The repertoire that Kaplan and Sızanlı have been performing under TAL and Taldans can be listed as follow; Dolap (2000), Sek Sek (2002), Solum (2005), Graf (2006) and Dokuman (2009), İp (2010), Site (2010), Eskiyeni (2011), 600 Steps (2014) and We need to move urgently (2014). Taldans participated in at least 10 international festivals and also takes part in various workshops, seminars and conferences.
Can a refrigerator dance?
The interactions of a refrigerator and two aimless persons in hip-hop style is the main theme of the piece “Dolap”. The idea came to Mustafa Kaplan’s mind, when he was moving out from his apartment on the fifth level. Observing the workers who carried the heavy furniture down the staircase and their reflexes during the transport inspired Kaplan to transfer this behavior into an artistic arena.
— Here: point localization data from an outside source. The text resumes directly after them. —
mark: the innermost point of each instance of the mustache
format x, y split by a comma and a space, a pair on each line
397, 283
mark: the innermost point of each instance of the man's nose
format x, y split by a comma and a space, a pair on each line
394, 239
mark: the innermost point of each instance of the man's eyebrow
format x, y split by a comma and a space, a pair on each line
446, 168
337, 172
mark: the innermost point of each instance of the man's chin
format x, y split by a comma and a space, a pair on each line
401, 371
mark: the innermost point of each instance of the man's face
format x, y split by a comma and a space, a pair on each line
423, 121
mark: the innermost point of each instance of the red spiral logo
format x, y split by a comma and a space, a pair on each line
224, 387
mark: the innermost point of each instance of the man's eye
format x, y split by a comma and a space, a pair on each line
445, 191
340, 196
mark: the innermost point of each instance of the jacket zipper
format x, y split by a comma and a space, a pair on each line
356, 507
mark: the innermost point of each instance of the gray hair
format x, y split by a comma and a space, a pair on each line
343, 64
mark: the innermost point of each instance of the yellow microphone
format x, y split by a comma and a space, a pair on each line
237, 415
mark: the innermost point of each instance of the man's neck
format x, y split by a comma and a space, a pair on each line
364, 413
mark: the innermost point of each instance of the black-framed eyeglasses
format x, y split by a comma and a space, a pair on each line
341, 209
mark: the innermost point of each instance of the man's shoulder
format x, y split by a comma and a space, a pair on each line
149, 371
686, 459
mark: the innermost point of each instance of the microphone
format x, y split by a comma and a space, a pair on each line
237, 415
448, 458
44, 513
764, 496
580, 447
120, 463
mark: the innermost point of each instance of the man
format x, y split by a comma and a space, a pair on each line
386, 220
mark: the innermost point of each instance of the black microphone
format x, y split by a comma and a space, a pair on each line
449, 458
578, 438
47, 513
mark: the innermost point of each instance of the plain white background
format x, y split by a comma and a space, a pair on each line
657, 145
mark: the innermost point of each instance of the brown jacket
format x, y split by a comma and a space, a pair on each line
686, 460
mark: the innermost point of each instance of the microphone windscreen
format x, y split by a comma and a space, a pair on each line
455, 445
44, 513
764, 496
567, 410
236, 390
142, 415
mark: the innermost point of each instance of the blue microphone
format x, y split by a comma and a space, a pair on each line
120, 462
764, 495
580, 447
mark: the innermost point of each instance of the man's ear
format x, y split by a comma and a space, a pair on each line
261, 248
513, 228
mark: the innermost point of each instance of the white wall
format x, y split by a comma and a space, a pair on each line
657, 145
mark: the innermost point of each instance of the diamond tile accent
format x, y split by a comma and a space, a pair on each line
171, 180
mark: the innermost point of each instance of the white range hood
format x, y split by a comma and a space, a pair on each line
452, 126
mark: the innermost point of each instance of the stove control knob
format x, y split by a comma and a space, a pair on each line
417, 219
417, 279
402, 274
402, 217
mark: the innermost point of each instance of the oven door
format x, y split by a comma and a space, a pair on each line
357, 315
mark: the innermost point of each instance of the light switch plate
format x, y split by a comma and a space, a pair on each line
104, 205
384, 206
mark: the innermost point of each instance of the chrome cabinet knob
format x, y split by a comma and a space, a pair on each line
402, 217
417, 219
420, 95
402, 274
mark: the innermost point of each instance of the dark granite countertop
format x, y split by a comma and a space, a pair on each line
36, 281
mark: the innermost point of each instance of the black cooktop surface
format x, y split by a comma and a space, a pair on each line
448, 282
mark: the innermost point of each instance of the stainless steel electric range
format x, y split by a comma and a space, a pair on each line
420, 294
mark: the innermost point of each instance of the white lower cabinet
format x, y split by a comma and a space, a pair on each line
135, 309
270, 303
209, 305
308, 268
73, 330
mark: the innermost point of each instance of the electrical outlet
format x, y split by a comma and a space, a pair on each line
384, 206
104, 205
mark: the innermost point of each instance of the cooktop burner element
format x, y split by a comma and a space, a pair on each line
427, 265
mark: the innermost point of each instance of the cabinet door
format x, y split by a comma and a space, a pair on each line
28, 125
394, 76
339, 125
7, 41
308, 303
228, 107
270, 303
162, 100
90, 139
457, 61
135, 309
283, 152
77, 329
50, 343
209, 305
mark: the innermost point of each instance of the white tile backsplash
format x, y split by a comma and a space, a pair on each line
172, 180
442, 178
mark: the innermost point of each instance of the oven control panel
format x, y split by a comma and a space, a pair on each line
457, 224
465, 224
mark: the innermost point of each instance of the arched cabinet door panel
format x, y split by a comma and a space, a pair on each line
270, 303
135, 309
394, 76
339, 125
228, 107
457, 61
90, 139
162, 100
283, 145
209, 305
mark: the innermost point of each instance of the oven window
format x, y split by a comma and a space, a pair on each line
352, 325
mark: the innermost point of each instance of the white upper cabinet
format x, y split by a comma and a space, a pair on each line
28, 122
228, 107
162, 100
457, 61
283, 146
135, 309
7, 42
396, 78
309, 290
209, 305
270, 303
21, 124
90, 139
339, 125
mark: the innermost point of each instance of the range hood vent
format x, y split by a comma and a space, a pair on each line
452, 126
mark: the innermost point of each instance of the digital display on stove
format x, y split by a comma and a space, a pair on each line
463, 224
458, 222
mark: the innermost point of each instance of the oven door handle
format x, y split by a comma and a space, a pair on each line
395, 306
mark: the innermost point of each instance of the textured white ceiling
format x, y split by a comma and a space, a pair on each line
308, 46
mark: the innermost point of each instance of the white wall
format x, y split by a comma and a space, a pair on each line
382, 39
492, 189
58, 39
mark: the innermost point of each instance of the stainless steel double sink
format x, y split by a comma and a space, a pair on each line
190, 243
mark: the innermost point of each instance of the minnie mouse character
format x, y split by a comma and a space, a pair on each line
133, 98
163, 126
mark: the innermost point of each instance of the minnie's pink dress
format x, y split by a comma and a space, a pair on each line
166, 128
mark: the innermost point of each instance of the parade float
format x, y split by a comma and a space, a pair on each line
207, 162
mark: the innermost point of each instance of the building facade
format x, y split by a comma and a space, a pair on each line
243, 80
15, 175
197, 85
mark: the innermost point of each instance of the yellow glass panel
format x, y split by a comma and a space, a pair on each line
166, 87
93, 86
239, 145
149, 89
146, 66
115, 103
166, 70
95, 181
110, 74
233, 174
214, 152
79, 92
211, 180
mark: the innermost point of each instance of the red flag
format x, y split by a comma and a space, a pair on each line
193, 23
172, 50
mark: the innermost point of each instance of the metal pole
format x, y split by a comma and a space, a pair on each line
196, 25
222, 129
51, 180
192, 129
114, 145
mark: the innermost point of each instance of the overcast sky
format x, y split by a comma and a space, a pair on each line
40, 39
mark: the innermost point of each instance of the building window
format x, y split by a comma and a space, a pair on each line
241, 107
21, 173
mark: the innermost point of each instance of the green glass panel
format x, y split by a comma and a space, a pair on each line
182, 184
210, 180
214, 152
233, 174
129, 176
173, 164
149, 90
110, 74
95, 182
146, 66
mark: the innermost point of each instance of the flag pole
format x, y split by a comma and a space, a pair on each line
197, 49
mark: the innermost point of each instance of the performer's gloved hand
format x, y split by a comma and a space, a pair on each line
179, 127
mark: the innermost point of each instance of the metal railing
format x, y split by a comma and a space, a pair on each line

With his partner Sızanlı, he improved the performance with a refrigerator continuously in the last 20 years.
Constructed on the relationship between body and architecture, the play at first seems to be a duet performed by two dancers, but with a refrigerator taking the center of the stage, it effectively turns into a trio. The struggle with the imposing bulk of the machine makes us realize that; it is the object rather than the human being that plays a determining role in the process.
As a performance of working bodies, Dolap has its own timing according to its object size and weight. The two dancers communicate with each other through the fridge, and they even do not look at each other directly. The performance tough starts calm and monotone, it becomes quite tense and stressed after a while, as such a dancing partner can be sometimes dangerous.
During 40 minutes, we experience all kinds of mathematical relations of body and object. At the end of the show, the dancers sit on the lying fridge, their back facing to the audience and the light fades off. This somehow invites us to think what has happened in the last 40 minutes on this stage.
Based on an industrial metal object’s nature, Dolap proves us that dance can bring about powerful and impressive results from any situation. A refrigerator, of course, cannot dance. But with Kaplan’s engineering and Sızanlı’s architectural background having influenced them to establishing a common language, it turns into an interesting and creative dancing partner.
Who are Taldans performers?
Mustafa KAPLAN was born in 1965 in Konya, Turkey. He moved to Istanbul to study Electronics and Telecommunication in Yildiz Technical University. During his studies, he started taking dance classes from Geyvan McMillan and learned “Graham technique”. He danced with the Modern Ballet Company between 1989 and 1992. He worked for the Istanbul City Municipality Theater as a choreographer and dancer for 10 years. He is one of the founders of “Yesil Uzumler Company”, “Dance Factory”, “TALDANS Company” and “CATI Dance Studio”. Apart from his own choreographs, he danced in Aydin Teker’s and Yann Marussich’s pieces. Although he graduated from the university, he never worked as an engineer.
Filiz SIZANLI
was born in 1975 in Eskişehir, Turkey, and graduated from Architecture Department of the Technical University in Istanbul in 1997. She participated in many theater projects of the Research Laboratory at the City Theater in Istanbul (TAL) and is one of the founders of the CATI Association. She worked in artistic performances with Mathilde Monnier, Emmanuelle Hyunh, and Yann Marussich. In 2003, together with Mustafa Kaplan, she founded Taldans. Sızanlı is teaching at Eskişehir Anadolu University Conservatory since 2013. She has been dancing since age 21, with only a break of five months, when she delivered her daughter.